In the actual exercise, no vendor was contacted; the timeline above is the
shape a real disclosure would follow.
## 11. References
- CERT/CC Coordinated Vulnerability Disclosure Guide:
https://vuls.cert.org/confluence/display/CVD/
- ISO/IEC 29147:2018 Information Technology - Security techniques -
Vulnerability disclosure: https://www.iso.org/standard/72311.html
- CVSS v3.1 Specification: https://www.first.org/cvss/v3.1/specification-document
- CWE-<your-CWE>: https://cwe.mitre.org/data/definitions/<N>.html
- (Additional references specific to the hypothetical)
## 12. Credit
This report is a Lab 9 exercise by <your name> in the VCA-ADV-101 cohort. The
hypothetical vulnerability described is invented for pedagogical purposes; any
resemblance to actual vulnerabilities in real products is coincidental.
---
*Lab 9 hypothetical CVD draft. Not for redistribution outside the cohort.*
Fill in every section with concrete content for your chosen hypothetical. The hypothetical is fictional; the writing should be as detailed as a real disclosure.
Part C: Self-review against the CVD checklist (~30 min)
Score your draft against the following 12-item checklist:
- All 12 sections present
- Summary readable by an educated non-specialist
- Vulnerability description cites the specific CWE category
- Reproduction steps are NUMBERED and would let another researcher reproduce
- CVSS vector and per-metric justification present
- Remediation section is specific (not "fix the bug")

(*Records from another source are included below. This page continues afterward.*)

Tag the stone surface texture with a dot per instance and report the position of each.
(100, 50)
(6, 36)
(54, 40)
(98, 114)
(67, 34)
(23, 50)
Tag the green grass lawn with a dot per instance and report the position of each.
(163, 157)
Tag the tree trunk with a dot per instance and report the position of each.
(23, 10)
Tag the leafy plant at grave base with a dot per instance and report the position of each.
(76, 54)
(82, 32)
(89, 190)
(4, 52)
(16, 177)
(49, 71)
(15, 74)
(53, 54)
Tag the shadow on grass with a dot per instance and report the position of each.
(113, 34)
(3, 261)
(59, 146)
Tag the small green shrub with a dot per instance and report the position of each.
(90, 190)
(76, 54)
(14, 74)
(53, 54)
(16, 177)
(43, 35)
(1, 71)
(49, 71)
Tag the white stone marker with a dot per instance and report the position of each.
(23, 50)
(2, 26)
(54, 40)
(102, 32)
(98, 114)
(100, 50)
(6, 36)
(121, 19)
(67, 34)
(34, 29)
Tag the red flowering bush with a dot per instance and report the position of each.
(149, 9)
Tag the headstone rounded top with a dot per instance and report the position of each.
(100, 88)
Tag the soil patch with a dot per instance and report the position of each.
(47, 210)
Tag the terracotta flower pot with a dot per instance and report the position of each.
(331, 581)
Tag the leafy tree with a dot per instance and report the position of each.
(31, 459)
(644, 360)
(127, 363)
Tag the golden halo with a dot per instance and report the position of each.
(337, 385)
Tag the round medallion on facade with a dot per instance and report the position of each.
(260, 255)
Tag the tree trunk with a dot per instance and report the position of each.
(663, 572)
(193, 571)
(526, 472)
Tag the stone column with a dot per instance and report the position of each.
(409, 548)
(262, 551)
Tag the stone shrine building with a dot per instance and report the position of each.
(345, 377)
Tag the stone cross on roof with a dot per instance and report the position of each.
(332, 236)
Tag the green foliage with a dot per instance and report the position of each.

- Mitigation section helps a pre-patch operator
- Negative scope statement explicit; includes the four standard items
- Disclosure timeline present even though hypothetical
- References cite the canonical CVD documents
- Credit section names the researcher and the lab context
- Voice is practitioner-direct; no marketing language; no em-dashes
Fix any unchecked items.
Part D: Commit + portfolio (~15 min)
cd ~/adv-101/lab-9
git add disclosure-report.md
git commit -m "Lab 9: hypothetical CVD disclosure draft (CWE-<N>, hypothetical product); 12 CERT/CC sections"
cd ~/adv-101
cat >> lab-portfolio.md <<EOF
### Lab 9 session, 2026-MM-DD HH:MM
**Target:** none (paper-only; hypothetical vulnerability)
**Action:** drafted CERT/CC-grade CVD disclosure report
**Authorization basis:** paper-only; hypothetical product; no real vendor contact
**Session duration:** ~3h
**Artifacts produced:** lab-9/disclosure-report.md
**Incidents:** none
EOF
git add lab-portfolio.md
git commit -m "Portfolio: Lab 9 session entry"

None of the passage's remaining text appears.